И Настя встала, почти бесшумно, как много лет уже делала, накинула на себя нехитрую крестьянскую одежду, почти не ища ее в темноте, и хотела уже было выйти к скоту, но прислушалась. Мерно, однообразно и безразлично стучали висевшие на стене ходики, но хозяйка и без них знала время — петух еще ни разу не ошибся. Она прислушалась, потому что не слышала, как всегда, ровного дыхания мужа и даже вздрогнула, неожиданно услышав его голос:
— Ну что притаилась, могла бы и поспать еще часок, поди, не лето на дворе, — спокойно сказал Виктор.
— Тьфу, испугал как, аж сердце зашлось. Сам-то чего не спишь?
— Дак я вот думаю все.
— Больно ты много думать стал, а вот делаешь все не по разуму. Зачем Ваньку отпустил одного-то? — уже оправившись, ворчливым тоном заговорила Анастасия Макаровна. — Неближний свет мальчишка подался, что уж так приспичило, вот и учительница вчера который раз приходила?
— Сказал же, что иначе нельзя было! И чего ныть-то? Телеграмма была, письмо есть, все в порядке, скоро объявится. Я вот за другое думаю.

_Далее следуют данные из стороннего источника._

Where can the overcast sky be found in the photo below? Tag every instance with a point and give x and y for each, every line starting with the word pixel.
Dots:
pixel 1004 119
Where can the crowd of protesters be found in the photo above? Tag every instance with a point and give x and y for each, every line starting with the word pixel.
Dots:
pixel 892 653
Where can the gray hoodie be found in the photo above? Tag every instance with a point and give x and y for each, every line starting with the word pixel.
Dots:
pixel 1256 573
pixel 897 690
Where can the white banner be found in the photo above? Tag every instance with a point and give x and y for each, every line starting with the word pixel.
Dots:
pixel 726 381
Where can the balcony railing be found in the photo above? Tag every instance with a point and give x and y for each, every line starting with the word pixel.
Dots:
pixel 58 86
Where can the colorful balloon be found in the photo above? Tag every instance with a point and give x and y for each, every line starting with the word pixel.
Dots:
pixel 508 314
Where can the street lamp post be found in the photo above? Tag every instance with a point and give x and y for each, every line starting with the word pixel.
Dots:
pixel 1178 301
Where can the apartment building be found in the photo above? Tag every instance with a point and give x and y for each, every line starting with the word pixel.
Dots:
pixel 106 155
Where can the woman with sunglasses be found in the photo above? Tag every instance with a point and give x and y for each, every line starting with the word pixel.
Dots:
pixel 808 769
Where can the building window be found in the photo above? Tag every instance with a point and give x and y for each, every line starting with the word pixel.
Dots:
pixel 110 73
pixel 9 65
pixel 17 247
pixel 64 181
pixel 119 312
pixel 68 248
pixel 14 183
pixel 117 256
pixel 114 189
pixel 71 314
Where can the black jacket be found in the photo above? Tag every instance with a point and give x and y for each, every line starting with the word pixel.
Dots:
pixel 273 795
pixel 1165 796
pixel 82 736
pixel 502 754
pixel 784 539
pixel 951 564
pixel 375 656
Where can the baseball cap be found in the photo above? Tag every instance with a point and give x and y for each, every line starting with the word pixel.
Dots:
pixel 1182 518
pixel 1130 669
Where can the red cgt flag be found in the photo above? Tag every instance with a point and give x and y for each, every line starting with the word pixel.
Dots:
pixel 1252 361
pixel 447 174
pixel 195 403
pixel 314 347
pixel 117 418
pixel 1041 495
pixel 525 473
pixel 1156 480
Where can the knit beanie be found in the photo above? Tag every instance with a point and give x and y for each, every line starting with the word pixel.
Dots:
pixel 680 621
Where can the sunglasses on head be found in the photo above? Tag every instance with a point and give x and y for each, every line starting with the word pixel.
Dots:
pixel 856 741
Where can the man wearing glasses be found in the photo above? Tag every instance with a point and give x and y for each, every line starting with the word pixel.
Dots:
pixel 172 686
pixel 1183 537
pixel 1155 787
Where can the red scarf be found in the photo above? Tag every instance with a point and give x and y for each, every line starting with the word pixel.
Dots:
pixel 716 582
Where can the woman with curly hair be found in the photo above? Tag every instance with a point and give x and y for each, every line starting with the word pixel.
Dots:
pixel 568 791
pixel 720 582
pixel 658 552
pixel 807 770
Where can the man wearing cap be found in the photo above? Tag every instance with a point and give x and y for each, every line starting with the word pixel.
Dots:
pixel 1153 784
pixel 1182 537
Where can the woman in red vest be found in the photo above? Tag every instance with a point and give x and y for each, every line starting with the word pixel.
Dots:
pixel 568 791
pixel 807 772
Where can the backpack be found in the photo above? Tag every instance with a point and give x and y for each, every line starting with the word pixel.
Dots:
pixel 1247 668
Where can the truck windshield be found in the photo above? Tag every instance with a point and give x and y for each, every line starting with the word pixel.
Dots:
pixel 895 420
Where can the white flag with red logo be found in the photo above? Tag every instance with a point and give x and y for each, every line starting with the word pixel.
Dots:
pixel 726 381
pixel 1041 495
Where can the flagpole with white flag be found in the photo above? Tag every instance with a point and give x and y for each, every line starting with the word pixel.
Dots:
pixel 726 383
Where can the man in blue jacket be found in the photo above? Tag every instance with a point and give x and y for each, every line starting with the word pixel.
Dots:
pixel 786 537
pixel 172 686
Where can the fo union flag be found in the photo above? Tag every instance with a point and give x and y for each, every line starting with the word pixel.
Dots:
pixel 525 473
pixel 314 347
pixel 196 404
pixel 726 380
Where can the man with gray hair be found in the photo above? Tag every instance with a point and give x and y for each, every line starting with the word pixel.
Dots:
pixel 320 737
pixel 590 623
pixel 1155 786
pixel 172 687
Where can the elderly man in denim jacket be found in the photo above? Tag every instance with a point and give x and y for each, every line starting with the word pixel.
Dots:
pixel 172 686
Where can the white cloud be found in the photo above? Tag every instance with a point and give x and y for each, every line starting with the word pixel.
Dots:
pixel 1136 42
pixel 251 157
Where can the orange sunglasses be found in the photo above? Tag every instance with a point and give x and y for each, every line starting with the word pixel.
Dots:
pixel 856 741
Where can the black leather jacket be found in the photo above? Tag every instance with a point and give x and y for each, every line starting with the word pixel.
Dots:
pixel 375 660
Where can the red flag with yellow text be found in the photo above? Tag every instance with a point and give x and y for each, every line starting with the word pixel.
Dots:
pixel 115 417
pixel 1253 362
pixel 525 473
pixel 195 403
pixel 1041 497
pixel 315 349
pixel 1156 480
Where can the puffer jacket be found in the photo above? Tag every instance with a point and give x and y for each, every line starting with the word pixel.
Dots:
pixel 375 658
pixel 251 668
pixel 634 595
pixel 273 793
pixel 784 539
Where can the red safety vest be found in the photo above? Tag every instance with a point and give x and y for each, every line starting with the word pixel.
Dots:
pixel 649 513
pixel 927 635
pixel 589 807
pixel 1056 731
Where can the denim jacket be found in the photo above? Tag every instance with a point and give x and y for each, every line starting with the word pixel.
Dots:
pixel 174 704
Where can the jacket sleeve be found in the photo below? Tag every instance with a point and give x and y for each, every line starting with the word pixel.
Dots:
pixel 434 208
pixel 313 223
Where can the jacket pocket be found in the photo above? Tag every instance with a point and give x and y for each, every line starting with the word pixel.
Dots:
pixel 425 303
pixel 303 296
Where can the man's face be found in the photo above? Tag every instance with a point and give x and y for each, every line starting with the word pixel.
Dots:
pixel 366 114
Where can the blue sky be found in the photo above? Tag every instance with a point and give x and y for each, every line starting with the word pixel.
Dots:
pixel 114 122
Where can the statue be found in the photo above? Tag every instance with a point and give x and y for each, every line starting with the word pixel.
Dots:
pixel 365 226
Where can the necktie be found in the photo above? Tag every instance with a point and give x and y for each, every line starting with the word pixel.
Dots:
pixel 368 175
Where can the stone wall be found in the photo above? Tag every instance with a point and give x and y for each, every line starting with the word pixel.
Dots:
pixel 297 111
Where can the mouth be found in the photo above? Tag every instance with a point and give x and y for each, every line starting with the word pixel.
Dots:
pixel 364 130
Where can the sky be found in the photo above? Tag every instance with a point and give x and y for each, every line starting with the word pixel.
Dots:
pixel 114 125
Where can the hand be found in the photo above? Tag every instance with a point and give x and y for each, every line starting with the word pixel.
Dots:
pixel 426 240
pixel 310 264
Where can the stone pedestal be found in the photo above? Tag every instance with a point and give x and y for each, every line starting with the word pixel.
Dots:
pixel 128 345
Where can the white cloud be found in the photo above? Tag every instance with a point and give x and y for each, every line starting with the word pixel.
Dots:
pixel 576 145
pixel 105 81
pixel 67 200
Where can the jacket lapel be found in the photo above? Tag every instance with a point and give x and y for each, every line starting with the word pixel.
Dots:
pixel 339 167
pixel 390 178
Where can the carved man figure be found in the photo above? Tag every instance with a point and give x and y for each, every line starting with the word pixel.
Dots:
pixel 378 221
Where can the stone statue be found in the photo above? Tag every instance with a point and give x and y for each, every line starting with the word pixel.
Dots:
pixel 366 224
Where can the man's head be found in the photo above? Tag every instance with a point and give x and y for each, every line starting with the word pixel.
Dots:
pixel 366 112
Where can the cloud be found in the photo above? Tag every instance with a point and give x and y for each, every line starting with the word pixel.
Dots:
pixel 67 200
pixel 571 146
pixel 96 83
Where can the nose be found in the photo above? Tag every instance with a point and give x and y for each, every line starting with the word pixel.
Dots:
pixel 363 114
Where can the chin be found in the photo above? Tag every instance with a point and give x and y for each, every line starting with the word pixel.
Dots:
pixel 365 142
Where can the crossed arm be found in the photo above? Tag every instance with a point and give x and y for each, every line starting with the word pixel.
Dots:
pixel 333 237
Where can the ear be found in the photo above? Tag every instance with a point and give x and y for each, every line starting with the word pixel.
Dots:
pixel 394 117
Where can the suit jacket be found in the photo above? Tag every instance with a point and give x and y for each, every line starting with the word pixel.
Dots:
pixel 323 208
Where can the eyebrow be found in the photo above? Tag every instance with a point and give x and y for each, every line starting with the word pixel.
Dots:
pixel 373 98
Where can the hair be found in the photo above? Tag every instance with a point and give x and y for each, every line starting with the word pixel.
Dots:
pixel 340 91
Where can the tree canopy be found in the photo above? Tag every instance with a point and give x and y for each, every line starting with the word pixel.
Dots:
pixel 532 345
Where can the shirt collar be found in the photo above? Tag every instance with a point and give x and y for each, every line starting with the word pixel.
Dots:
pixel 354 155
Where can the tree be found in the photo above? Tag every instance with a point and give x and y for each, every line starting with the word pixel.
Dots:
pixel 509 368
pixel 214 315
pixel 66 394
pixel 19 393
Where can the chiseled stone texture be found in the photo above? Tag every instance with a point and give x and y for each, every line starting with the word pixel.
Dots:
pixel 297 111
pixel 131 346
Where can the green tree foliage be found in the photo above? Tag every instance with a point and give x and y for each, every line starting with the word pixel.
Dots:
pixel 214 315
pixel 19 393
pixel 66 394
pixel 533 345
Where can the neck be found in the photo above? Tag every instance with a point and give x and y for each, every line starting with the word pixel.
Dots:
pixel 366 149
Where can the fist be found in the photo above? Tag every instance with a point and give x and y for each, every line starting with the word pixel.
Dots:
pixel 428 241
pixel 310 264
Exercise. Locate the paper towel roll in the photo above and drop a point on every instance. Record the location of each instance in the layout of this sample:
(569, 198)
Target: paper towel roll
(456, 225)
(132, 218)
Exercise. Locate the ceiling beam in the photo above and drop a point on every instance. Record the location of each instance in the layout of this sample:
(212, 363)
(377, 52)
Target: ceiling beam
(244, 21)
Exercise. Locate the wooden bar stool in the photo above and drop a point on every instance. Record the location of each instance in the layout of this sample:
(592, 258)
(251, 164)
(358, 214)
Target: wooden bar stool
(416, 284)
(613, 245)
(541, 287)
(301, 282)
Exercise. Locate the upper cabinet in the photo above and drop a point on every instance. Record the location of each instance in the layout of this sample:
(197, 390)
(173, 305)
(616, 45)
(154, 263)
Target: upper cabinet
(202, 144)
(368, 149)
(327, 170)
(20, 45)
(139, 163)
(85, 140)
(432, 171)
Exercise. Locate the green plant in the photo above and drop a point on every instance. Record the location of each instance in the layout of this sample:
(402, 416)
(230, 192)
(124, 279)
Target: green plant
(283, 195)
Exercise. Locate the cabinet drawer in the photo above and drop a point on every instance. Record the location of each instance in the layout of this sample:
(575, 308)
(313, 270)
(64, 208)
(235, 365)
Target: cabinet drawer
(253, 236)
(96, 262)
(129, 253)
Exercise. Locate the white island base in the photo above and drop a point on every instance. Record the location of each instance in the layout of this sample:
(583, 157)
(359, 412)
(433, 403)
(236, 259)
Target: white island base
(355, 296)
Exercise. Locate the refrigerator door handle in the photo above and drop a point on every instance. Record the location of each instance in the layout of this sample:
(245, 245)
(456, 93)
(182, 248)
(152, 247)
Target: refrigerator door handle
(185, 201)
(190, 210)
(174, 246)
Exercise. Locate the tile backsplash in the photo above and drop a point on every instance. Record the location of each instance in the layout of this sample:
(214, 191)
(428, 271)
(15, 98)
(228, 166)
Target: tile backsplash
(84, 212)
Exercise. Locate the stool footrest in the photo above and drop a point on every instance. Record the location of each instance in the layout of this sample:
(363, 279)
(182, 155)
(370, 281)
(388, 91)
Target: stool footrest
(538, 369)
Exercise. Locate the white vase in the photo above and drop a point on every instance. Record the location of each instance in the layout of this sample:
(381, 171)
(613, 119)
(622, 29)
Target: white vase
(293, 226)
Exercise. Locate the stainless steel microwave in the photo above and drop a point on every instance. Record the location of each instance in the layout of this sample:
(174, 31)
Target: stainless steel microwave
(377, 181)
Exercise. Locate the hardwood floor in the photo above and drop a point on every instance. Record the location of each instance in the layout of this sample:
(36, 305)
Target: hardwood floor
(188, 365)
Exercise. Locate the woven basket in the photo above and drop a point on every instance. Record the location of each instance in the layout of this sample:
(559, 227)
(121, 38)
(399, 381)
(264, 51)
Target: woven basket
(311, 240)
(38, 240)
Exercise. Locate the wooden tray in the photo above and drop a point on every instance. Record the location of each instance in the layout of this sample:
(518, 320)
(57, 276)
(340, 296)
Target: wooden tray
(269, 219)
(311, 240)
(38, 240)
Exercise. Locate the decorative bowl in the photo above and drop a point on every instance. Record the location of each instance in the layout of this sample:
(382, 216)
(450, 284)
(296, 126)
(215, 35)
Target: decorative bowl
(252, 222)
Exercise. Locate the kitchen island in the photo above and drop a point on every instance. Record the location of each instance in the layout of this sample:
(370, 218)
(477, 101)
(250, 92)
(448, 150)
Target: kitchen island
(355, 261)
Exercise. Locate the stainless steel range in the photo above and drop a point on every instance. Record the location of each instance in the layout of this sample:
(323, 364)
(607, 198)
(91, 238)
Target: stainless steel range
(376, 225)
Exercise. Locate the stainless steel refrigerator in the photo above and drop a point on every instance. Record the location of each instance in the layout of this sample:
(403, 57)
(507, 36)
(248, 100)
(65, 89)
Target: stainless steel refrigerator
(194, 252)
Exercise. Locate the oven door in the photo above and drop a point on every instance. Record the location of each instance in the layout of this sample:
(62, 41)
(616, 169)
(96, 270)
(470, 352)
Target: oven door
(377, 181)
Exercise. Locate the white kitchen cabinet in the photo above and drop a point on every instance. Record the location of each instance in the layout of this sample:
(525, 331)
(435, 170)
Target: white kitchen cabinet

— За другое, за другое! А я вот за другое и думать не могу, коли дитяти рядом нету.
— Дитяти! — усмехнулся в темноте Виктор. — Этому «дитяти» скоро в армию. Уже в десятый пошёл!.. Да ты хоть лампу зажги, электричества еще до четырех не будет, дойка на ферме в пять.
Настя зажгла лампу, висевшую тут же на стене, возле ходиков, и тусклым светом осветилась ничем не примечательная комната. На стенах висело несколько рамок с фотографиями. Настя остановилась около одной, перекрестилась, сказав:
— Хоть бы родителей своих помянули, даже могилок нет. Когда лагерь развалился, трактором все сравняли, потом все деревянное сожгли.
— Ага, помянули, ты-то хоть знаешь, где твои похоронены. А я даже и этого не знаю, увезла меня тетка в эту глухомань, хорошо хоть до двенадцати лет выходила, а то давно бы и мои косточки сгнили где-нибудь. Вот к ее могилке и ходим, спасибо и на том, как говорят, «каждому свое». Феня рассказывала, что у меня два брата было и две сестры, одна самая старшая, другая после меня родилась. Так вот старший брат взял меньшую сестру и ушли они по селам просить, да так и сгинули, а меньший со старшей сестрой на нашей родине остался, вот так нас и разбросала жизнь и, видать, навсегда.
И Виктор как-то нехотя поднялся с постели, открыл дверку печки, сунул туда бумаги, щепок и чиркнул спичкой.
Анастасия стояла возле большого старого зеркала и расчесывала волосы. Большие, темные, они свисали ниже пояса, а когда она наклонялась, то доставали почти до колен.
Когда-то очень красивая, она и сейчас могла, кого хочешь заворожить, несмотря на свою нелегкую крестьянскую долю.
Виктор, подложив дров в печь, словно продолжая начатый разговор, сказал:
— А думаю я, знаешь о чем?
— О чем же? — как-то безразлично спросила Настя.